Benjamin C. Ayers (born July 17, 1965) is an American academic administrator and accounting professor who is the 16th president of Clemson University in Clemson, South Carolina. He assumed office on August 1, 2026, after serving for a year as the senior vice president and provost of the University of Georgia.

Prior to his appointment as provost, Ayers was dean of UGA's Terry College of Business for 11 years. Ayers entered administration as director of the J.M. Tull School of Accounting for nine years prior to his selection as the 12th dean of the Terry College in 2014.

== Early life and education ==

Ayers grew up in Heflin, Alabama, where his parents were educators. He studied accounting and taxation at the University of Alabama, graduating summa cum laude with a Bachelor of Science degree in 1986 and a Master of Tax Accounting in 1987. He worked as a tax accountant for five years before entering the accounting doctoral program at the University of Texas McCombs School of Business, graduating in 1996.

== Career ==

=== Accounting career ===
Prior to pursuing his PhD, Ayers worked for KPMG in Atlanta and Tampa, Florida and Complete Health Inc. in Birmingham, Alabama from 1987 to 1992.

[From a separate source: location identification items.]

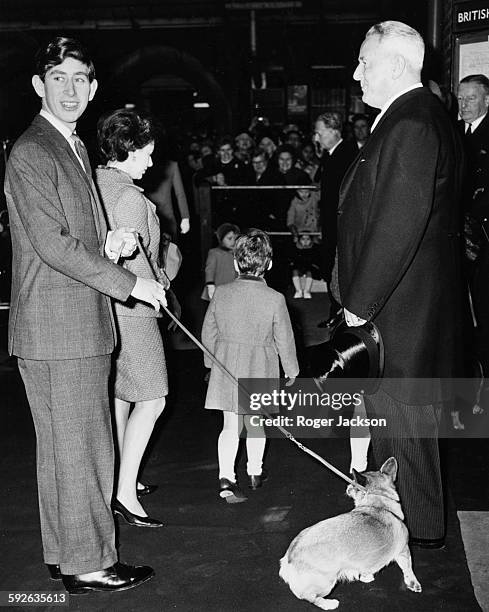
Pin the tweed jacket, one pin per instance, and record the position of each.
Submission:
(126, 206)
(161, 196)
(60, 307)
(399, 241)
(247, 327)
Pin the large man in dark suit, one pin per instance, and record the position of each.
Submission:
(473, 102)
(398, 253)
(61, 325)
(337, 155)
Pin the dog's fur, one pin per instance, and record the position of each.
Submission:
(352, 546)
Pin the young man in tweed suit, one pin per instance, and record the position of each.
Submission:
(61, 326)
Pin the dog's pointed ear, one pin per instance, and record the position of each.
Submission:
(390, 468)
(359, 478)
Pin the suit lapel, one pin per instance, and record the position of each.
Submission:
(363, 154)
(60, 142)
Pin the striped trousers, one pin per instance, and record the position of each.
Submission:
(419, 481)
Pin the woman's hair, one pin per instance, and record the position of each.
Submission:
(224, 229)
(55, 53)
(123, 131)
(253, 252)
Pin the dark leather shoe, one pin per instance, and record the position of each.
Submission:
(54, 571)
(426, 543)
(147, 490)
(255, 482)
(118, 577)
(230, 491)
(134, 519)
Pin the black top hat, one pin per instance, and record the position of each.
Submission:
(351, 352)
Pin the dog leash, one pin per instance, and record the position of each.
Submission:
(235, 381)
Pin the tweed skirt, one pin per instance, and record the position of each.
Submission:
(140, 366)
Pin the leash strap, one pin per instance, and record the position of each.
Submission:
(235, 381)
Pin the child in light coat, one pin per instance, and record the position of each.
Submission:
(247, 327)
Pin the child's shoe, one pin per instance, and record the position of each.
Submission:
(231, 492)
(256, 481)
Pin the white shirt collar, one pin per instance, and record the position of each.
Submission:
(475, 124)
(63, 130)
(383, 110)
(55, 122)
(333, 148)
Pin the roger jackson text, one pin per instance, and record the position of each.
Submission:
(300, 420)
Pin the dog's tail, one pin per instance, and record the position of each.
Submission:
(285, 568)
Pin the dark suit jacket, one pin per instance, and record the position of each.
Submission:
(476, 147)
(330, 174)
(60, 307)
(398, 243)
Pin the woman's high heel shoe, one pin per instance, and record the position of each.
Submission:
(134, 519)
(146, 490)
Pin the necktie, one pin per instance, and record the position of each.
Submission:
(83, 155)
(81, 151)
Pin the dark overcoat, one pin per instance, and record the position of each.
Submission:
(398, 242)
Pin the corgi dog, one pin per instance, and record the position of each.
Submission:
(351, 546)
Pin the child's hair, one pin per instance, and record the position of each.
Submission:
(224, 229)
(253, 252)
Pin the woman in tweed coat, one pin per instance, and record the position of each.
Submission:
(247, 327)
(126, 140)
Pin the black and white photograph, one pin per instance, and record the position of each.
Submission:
(244, 335)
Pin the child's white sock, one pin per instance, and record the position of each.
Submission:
(297, 286)
(307, 287)
(255, 448)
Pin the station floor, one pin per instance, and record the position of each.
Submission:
(214, 557)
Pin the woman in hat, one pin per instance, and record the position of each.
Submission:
(127, 140)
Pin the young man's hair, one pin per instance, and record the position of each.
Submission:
(55, 53)
(253, 252)
(122, 131)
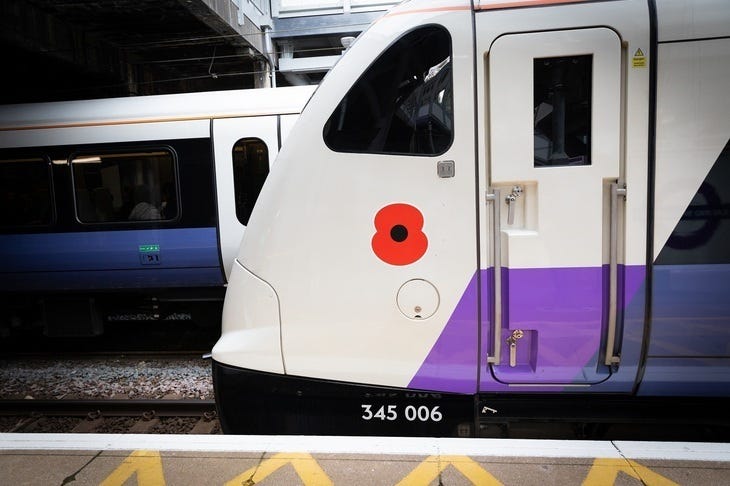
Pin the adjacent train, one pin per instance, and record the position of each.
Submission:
(489, 202)
(132, 205)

=== University of Georgia ===
Ayers joined the J.M. Tull School of Accounting faculty in 1996 as an assistant professor. The Tull School is housed in the Terry College of Business at the University of Georgia. He was promoted to associate professor with tenure in 2001 and full professor in 2006. He published empirical research in the areas of taxation and financial accounting and served at various times on the editorial boards of the Journal of the American Taxation Association, The Accounting Review, and Accounting Horizons.

Ayers was named director of the J.M. Tull School of Accounting in 2005 and served in that role for nine years prior to his appointment as the 12th dean of the Terry College of Business in 2014. During his time as dean, the Terry College launched a master's program in business analytics, an online MBA, an academic minor in business, and an entrepreneurship program open to students of all majors. From 2014 to 2025, the college's undergraduate enrollment grew by 40%, graduate enrollment rose 64%, and the college achieved the highest employment rates for graduating students in its history.

As provost, Ayers served as UGA's chief academic officer with primary responsibility for the university's teaching, research, and public service mission. The deans of UGA's 20 schools and colleges report to the provost, in addition to the vice presidents for instruction, research, public service and outreach, and information technology. During the 2025-26 academic year, Ayers led the creation of the Victoria Kay Ivester School of Nursing at UGA.

=== Clemson University ===
On July 9, 2026, Ayers was announced as president-elect of Clemson University by its board of trustees. He assumed the presidency on August 1, 2026, stating that his priorities would be to advance Clemson's academic reputation, strengthen research, expand student opportunities, and build philanthropic support.